でも、やっぱり一番多いのは常連さんだよね。
そんなことを考えながら、次のお客さんの接客を始めた。
30代前半の男性。この人も常連さんだ。
名前は知らないけど。
彼はカウンター席に座り、コーヒーを頼んだ。
しばらくすると、彼が話し始めた。
「あの、ちょっと相談に乗って欲しいことがあるんですが……」
「私にですか?」
「はい。えっと、まずは自己紹介から。
僕は34歳の会社員なんですが、ある人に恋をしてまして……」
「はぁ」
恋愛の話か。
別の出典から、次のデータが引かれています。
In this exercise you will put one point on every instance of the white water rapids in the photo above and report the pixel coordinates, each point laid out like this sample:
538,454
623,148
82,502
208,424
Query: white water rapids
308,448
まあよくあることだよね。
「僕が好きな人は、仕事ができる人で尊敬してたんですよ。
でも、その人が最近ミスが多くて心配になってきて……」
「なるほど……」
「もしよかったら、アドバイス貰えないでしょうか?」
「うーん、難しい質問ですね。
その人のことよくわからないんでなんとも言えないんですが、
とりあえずその人の仕事ぶりをよく見てみたらどうでしょう」
「わかりました! 頑張ってみようと思います!」
「応援してます」
そして、男性は会計を済ませ、帰っていった。
今日はたくさん接客したので、疲れた。早く寝よう。